一般相対性理論では重力崩壊や宇宙初期における超高密度の極限状態で、時空の曲率が無限に大きくなる状況が出現する。この状況を特異点、あるいは空間的に点とは限らずリング状の場合もあるので特異領域とも呼ばれる。
どのような状況で特異点が出現するかを証明したのが特異点定理である。1965年ロジャー・ペンローズ(Roger Penrose)によって、重力崩壊がある程度以上進行し、また物質のエネルギー密度と圧力が適当な条件を満たせば、ブラックホールの内部で必ず特異点が存在することが証明された。その後、スティーブン・ホーキング(Stephen Hawking)とペンローズがやはり物質が適当なエネルギー条件を満たす限りビッグバン宇宙論で初期特異点が存在することを証明した。
特異点定理において、特異点は時空の中に存在するのではなく、時空の果てとして表現される。また特異点の形状やそれがどこにできるかを指定するものでもない。

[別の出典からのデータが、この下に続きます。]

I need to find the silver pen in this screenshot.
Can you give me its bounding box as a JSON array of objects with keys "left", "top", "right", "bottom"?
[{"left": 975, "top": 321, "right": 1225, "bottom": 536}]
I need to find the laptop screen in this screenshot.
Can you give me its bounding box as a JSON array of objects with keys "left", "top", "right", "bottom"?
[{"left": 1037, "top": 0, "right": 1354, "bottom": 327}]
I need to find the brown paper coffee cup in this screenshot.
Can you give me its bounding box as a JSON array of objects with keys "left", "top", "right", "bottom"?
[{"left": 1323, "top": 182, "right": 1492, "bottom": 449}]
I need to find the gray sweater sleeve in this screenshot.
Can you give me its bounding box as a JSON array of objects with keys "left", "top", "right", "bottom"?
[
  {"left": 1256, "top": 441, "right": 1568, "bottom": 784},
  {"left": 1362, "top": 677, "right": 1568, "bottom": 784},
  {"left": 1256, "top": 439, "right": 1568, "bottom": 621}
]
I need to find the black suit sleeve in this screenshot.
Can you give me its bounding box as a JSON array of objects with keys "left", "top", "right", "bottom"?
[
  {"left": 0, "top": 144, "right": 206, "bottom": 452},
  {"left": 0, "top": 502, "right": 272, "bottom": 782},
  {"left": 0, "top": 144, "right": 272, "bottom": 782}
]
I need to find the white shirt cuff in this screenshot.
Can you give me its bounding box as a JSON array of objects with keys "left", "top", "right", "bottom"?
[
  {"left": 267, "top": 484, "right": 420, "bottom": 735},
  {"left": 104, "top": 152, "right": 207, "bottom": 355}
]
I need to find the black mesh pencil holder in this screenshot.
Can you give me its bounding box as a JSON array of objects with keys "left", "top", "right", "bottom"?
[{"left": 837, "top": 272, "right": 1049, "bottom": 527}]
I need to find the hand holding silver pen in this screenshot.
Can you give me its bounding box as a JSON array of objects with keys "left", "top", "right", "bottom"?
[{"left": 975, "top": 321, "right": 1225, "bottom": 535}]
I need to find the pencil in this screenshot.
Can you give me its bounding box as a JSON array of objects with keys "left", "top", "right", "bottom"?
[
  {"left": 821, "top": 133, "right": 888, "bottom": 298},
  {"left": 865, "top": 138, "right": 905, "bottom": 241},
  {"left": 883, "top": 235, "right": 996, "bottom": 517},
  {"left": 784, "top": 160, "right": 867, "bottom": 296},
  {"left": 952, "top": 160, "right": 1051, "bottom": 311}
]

現在の物理学では特異点を扱える理論がないため物理法則が破綻する。このため事象の地平面に囲まれていない「裸の特異点」が存在すると、物理学の大前提である因果律も破綻しかねない。そのためペンローズは「すべての特異点は事象の地平面に囲まれている」という宇宙検閲官仮説を提唱した。現実的な状況でこの仮説が成り立つかどうかはまだ証明されていない。特異点定理は古典的な一般相対性理論に基づいており、重力の量子効果を考慮していない点で、実際に時空の曲率が無限大になるか、あるいは時空という概念を超えた物理的実体があるのかは明らかではない。